Is buffer overflow possible on Linux that has PaX in the kernel. I want to use an executable by changing the return address using the correct input. I am using Ubuntu 10.04 and I am testing this with paxtest, but I do not understand what the result means. This is the result of paxtest on my system:
Executable anonymous mapping: Killed
Executable bss: Killed
Executable data: Killed
Executable heap: Killed
Executable stack: Killed
Executable anonymous mapping (mprotect): Vulnerable
Executable bss (mprotect): Vulnerable
Executable data (mprotect): Vulnerable
Executable heap (mprotect): Vulnerable
Executable shared library bss (mprotect): Vulnerable
Executable shared library data (mprotect): Vulnerable
Executable stack (mprotect): Vulnerable
Anonymous mapping randomisation test: 12 bits (guessed)

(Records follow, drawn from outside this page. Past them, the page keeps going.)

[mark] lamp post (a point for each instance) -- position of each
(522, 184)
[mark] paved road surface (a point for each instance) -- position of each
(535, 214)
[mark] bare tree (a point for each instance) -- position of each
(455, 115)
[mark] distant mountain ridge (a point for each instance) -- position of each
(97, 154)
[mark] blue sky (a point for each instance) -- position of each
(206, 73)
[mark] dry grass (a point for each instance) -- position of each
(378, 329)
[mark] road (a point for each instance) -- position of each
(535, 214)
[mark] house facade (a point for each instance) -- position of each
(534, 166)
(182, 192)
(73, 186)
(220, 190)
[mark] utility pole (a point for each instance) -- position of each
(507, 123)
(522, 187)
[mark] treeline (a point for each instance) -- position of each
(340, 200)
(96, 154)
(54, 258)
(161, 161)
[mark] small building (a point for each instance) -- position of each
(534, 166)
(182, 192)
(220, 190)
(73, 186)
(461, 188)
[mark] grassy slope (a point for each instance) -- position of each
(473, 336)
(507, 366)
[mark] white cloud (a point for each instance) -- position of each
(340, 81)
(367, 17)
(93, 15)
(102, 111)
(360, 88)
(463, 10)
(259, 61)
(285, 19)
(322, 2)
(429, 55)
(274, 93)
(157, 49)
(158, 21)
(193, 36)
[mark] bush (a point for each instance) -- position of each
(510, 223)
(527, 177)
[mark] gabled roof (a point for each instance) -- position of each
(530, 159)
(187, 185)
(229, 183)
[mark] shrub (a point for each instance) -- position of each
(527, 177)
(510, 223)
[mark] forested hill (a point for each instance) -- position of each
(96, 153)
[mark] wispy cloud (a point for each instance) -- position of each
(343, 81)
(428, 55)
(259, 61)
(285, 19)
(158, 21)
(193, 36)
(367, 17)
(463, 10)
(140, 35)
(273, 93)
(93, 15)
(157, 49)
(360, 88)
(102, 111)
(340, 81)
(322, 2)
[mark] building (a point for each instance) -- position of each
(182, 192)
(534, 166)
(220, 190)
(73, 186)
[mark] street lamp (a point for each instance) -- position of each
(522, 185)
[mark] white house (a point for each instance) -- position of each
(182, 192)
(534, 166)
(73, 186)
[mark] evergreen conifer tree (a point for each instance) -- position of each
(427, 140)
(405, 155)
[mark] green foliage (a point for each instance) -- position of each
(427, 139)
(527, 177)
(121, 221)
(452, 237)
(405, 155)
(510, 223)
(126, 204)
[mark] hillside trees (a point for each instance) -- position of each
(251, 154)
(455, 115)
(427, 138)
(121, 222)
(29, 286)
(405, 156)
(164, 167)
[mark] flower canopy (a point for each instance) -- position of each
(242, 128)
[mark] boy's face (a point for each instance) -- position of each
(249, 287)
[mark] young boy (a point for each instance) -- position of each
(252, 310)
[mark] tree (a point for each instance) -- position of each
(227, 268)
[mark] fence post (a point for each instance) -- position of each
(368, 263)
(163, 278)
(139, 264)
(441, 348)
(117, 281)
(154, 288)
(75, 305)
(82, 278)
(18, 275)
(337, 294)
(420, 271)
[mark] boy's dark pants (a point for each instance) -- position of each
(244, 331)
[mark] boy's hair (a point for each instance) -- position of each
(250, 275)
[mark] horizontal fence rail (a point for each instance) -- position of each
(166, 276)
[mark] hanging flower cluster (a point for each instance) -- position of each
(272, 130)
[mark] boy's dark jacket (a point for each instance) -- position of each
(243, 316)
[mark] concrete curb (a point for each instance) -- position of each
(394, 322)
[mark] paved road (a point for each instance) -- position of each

Heap randomisation test (ET_EXEC): 13 bits (guessed)
Heap randomisation test (ET_DYN): 14 bits (guessed)
Main executable randomisation (ET_EXEC): 12 bits (guessed)
Main executable randomisation (ET_DYN): 12 bits (guessed)
Shared library randomization test: 12 bits (guessed)
Stack randomization test (SEGMEXEC): 19 bits (guessed)
Stack randomization test (PAGEEXEC): 19 bits (guessed)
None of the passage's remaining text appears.